Dr Roz Coggon is Royal Society University Research Fellow. Her research focuses on the role of fluids in the formation and evolution of the ocean crust, with a particular emphasis on quantifying the thermally driven chemical exchanges between the aging ocean crust and the overlying oceans and their influence on global geochemical cycles.
Ocean crust is produced along the submarine volcanic mid-ocean ridges repaving two-thirds of Earth's surface every 200 million years. However, it remains relatively unexplored, accessible only using submersibles or scientific ocean drilling. Such exploration revealed that seawater circulates through cracks in the cooling ocean crust, reacts with the rocks, transporting heat and chemicals to the oceans. At the ridges this occurs through spectacular hydrothermal hot springs but quantitatively more important reactions occur during lower-temperature fluid flow on the vast ridge flanks. Roz pioneered a method for reconstructing past ocean chemistry – itself an integrator of a range of Earth processes – from the fluid chemistry recorded by low-temperature hydrothermal minerals.

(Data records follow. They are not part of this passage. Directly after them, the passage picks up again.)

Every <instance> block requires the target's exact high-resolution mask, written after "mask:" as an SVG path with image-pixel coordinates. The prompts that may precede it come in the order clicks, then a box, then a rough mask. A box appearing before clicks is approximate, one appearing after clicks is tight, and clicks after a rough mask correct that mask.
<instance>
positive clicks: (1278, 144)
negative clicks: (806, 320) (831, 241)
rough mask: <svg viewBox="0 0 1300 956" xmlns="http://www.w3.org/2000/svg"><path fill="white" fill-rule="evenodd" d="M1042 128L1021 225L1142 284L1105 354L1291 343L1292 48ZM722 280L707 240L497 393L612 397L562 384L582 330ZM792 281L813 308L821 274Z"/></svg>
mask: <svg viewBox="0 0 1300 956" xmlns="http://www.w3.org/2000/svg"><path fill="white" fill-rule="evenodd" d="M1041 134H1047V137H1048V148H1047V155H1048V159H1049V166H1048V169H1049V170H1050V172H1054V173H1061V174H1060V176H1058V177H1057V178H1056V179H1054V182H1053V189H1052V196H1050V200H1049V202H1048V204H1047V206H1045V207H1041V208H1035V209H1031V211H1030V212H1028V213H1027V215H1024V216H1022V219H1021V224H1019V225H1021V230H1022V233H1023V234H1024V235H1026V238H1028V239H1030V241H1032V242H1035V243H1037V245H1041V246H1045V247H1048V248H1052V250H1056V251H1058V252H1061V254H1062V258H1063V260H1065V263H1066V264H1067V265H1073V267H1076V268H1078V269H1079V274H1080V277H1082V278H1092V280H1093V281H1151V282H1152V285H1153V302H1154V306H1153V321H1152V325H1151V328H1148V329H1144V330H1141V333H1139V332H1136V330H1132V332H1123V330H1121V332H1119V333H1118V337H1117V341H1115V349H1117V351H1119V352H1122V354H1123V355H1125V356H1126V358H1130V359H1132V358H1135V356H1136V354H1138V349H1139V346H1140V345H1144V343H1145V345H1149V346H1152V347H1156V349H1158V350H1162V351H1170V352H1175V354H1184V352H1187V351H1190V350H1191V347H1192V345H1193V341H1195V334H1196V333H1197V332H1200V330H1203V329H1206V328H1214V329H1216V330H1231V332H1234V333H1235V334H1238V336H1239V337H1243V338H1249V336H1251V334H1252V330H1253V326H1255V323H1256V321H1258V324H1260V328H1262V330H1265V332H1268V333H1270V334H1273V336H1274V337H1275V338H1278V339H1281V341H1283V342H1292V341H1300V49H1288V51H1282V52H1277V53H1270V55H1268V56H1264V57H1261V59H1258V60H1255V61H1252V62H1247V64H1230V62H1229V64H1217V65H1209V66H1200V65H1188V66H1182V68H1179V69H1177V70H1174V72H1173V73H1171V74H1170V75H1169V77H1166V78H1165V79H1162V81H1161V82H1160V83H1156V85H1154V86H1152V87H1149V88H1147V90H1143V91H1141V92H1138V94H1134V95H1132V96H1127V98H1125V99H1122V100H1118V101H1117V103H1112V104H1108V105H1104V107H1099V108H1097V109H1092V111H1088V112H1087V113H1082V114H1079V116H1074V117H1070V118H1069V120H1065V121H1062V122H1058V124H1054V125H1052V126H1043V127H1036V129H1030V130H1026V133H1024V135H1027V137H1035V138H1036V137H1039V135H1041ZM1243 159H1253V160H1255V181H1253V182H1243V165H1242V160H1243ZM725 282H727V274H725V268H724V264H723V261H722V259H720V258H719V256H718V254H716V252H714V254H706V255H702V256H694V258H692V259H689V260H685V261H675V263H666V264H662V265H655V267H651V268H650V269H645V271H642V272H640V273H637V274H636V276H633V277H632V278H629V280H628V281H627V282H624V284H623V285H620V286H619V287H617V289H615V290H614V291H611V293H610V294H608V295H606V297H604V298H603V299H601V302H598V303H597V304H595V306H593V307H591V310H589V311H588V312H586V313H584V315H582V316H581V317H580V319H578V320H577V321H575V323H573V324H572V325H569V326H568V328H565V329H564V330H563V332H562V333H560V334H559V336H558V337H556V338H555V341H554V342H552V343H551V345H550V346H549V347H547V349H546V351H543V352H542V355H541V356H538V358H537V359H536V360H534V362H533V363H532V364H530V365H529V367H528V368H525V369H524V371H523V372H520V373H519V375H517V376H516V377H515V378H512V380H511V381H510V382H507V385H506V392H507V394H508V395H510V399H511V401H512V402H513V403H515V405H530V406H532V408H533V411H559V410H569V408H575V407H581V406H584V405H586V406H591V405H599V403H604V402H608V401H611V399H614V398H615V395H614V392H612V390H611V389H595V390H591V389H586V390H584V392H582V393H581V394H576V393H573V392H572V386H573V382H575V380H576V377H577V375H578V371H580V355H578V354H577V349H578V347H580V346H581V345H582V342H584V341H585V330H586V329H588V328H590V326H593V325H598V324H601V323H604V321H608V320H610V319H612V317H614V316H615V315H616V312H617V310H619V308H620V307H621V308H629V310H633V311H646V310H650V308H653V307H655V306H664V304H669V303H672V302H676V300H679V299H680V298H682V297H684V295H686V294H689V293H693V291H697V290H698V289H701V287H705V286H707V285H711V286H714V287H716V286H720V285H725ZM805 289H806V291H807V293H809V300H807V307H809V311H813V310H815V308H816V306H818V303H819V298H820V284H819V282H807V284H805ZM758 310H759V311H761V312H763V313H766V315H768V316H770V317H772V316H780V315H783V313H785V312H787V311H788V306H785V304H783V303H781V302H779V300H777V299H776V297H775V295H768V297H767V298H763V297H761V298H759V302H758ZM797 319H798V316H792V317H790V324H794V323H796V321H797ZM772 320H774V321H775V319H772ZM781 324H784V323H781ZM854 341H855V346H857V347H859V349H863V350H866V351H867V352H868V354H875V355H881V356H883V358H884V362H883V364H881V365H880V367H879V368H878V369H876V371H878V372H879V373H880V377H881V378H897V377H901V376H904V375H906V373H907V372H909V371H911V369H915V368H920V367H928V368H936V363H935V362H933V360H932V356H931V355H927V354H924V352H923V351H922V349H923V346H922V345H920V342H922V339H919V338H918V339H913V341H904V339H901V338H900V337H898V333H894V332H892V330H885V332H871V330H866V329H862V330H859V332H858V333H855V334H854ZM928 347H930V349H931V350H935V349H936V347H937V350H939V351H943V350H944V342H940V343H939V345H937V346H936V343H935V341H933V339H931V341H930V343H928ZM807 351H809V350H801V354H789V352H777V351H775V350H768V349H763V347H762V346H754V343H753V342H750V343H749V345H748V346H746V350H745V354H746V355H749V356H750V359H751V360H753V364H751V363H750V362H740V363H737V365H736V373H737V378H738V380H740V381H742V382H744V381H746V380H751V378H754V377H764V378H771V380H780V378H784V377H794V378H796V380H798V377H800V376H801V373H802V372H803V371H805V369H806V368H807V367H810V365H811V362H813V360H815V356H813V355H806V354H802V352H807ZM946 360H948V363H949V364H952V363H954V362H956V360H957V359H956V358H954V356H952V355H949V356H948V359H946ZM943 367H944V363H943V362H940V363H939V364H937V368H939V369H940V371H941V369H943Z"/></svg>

Roz is heavily involved in scientific ocean drilling, serving as co-lead editor of the 2050 Science Framework: Exploring Earth by Scientific Ocean Drilling that will guide scientists on the important research frontiers that scientific ocean drilling should pursue over the next three decades. The framework focuses on the many ways in which scientific ocean drilling will increase our understanding of the fundamental connections among Earth system components while addressing a range of natural and human-caused environmental challenges facing society.
Roz is also leading an International Ocean Discovery Program project (IODP Expeditions 390 & 393) that will drill an age transect (<61 Ma) of holes across the western flank of the Southern Mid-Atlantic ridge. These expeditions will investigate the history of hydrothermal interactions between the cooling ocean crust and the overlying ocean, the presence, diversity and activities of microbial communities that live deep beneath the seafloor, and recover sediment records of climate change and ocean circulation patterns in the Atlantic Ocean.